Table 3.
Authors | Year | Sample the typology is based on | Typology |
---|---|---|---|
Weisburd, David, Elin Waring, and Ellen Chayet (Weisburd et al., 2001) | 2001 | Subset of the Yale Studies sample; 968 WCC cases processed in seven federal judicial districts during 1976–1978. | The authors identified three groups; the first and largest group comprised low-frequency offenders (subdivided into ‘crisis responders’ who engage in crime in response to a perceived crisis, and ‘opportunity takers’ who respond to unusual sets of opportunities for WCC).

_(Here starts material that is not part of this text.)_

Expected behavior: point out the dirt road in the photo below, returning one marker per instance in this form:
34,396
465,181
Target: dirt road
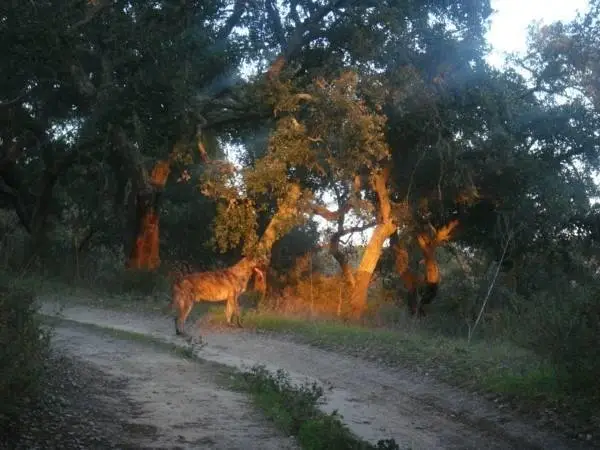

The second was a group of intermittent offenders, ‘opportunity seekers’, who live stable lives with long spells of nonoffending and seek out opportunities to commit crime, and the third group was persistent offenders or ‘stereotypical criminals’. |
Kapardis, Andreas, and Maria Krambia-Kapardis (M. K. Kapardis, 1999; A. Kapardis & Krambia-Kapardis, 2004) | 2004 | 50 major fraud cases investigated and prosecuted by the Major Fraud Group (MFG) of the Victoria police. | 12-type taxonomy of serious fraud offenders, based on offending pattern and motivation: (1) predator/career fraud offender (16%); (2) opportunist first offender in professional occupation (24%); (3) fraud under an assumed professional identity (2%); (4) isolated fraud as response to unshareable financial pressure on the family (4%); (5) serial fraud as response to unshareable financial pressure on the family (10%); (6) fraud as personal justice (2%); (7) isolated fraud as response to unshareable financial pressure on oneself (4%); (8) serial fraud to solve a financial problem of a personal nature (8%); (9) serial fraud due to a vice (6%); (10) isolated fraud to restore social identity (2%); (11) serial fraud by an unscrupulous deceiver (14%); and (12) serial fraud to assist loved ones with a financial problem (8%). |
Bucy, Pamela, Elizabeth Formby, Marc Raspanti, and Kathryn Rooney (Bucy et al., 2008) | 2008 | Semi-structured interviews with 45 WCC ‘experts’, including federal prosecutors, whistleblowers’ counsel and private defence lawyers specialising in WCC. | Most experts agreed that WCOs can be divided into ‘leaders’ (‘Type A’ personalities; intelligent, arrogant, cunning, prone to risk-taking, greedy, narcissistic, determined and charismatic), and ‘followers’ (less confident and aggressive, gullible, passive and naïve, and much more susceptible to deterrence). Some suggested additional categories such as those who retaliate by becoming whistleblowers or who are genuinely unaware of violating the law. |
Van Onna, Joost H. R., Victor R. Van Der Geest, Wim Huisman, and Adriaan JM Denkers (Van Onna et al., 2014) | 2014 | 644 prosecuted white-collar offenders in the Netherlands | The authors identified four trajectories of WCOs from their sample: 1. The ‘stereotypical’ white-collar offenders (38.9%) who show no criminal offending in adolescence and early adulthood, start offending in their mid-30s and peak at age 50; 2. ‘adult onset’ (39.3%) whose offending starts in early adulthood and steadily increases until it peaks at the age of 40; 3. ‘adult persisters’ (17.8%) who start offending in adolescence and continue to increase offending until they peak at age 40; and 4. ‘stereotypical criminals’ (4%) who start their criminal careers in adolescence at a high rate, peak at age 31 and then sharply decline. |
Note: WCC = white-collar crime; WCO = white-collar offender.